Förderkreis Dorfkirche löst sich auf

Das Aus nach zehn Erfolgsjahren

HEINO MAß

Dorfkirche Diedersdorf

DIEDERSDORF Zu Beginn der jüngsten Mitgliederversammlung des Förderkreises Dorfkirche Diedersdorf am Mittwoch im Dorfgemeinschaftshaus herrschte eitel Freude. Immerhin konnten die 13 anwesenden Mitglieder auf zehn erfolgreiche Jahre zurückblicken. In einem Grußwort betonte Pfarrer Gunther Semptner, der wegen des Geburtstags seines Sohnes verhindert war: "Sie haben in den vergangenen Jahren Großes geleistet!" Daran schloss sich sein Wunsch für die Zukunft an: "Möge der Förderkreis erhalten bleiben und auch weiterhin das Bild unseres Dorfes mitgestalten und prägen."
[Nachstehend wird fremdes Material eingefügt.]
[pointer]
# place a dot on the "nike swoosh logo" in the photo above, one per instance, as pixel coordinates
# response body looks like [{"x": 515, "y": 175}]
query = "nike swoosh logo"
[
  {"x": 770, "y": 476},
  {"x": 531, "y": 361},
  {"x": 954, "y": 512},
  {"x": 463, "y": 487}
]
Doch eine Stunde später konnten die Mitglieder diesen Wunsch nicht erfüllen. Die elfte ordentliche Mitgliederversammlung beschloss einstimmig, "wegen wiederholten Scheiterns der Wahl eines neuen Vorstandes" den Förderkreis zum 31. Dezember 2002 aufzulösen. Noch ist dieser Beschluss nicht rechtskräftig, da laut Satzung dafür eine Dreiviertel-Mehrheit notwendig ist. Neben den 13 anwesenden müssen also noch mindestens elf weitere Mitglieder in einem schriftlichen Verfahren dem Beschluss zustimmen.

Zum Schluss soll ein Baum gepflanzt werden

Besonders traurig war Willi Krüger, der von Anfang an als Vorsitzender die Aufgaben des Vereins äußerst rege vorangetrieben hat. In einer Bilanz stellte er fest: "Von 1992 bis heute hat der Förderkreis umgerechnet rund 200 000 Euro aus eigenen Mitteln für die Erhaltung und Ausstattung der über 600 Jahre alten Dorfkirche in Diedersdorf inklusive der Restaurierung der historischen Grabkreuze beigesteuert." Dazu gehörten auch der Abriss und Wiederaufbau des Kirchturms sowie die Erneuerung des Dachstuhls und des Daches der Kirche.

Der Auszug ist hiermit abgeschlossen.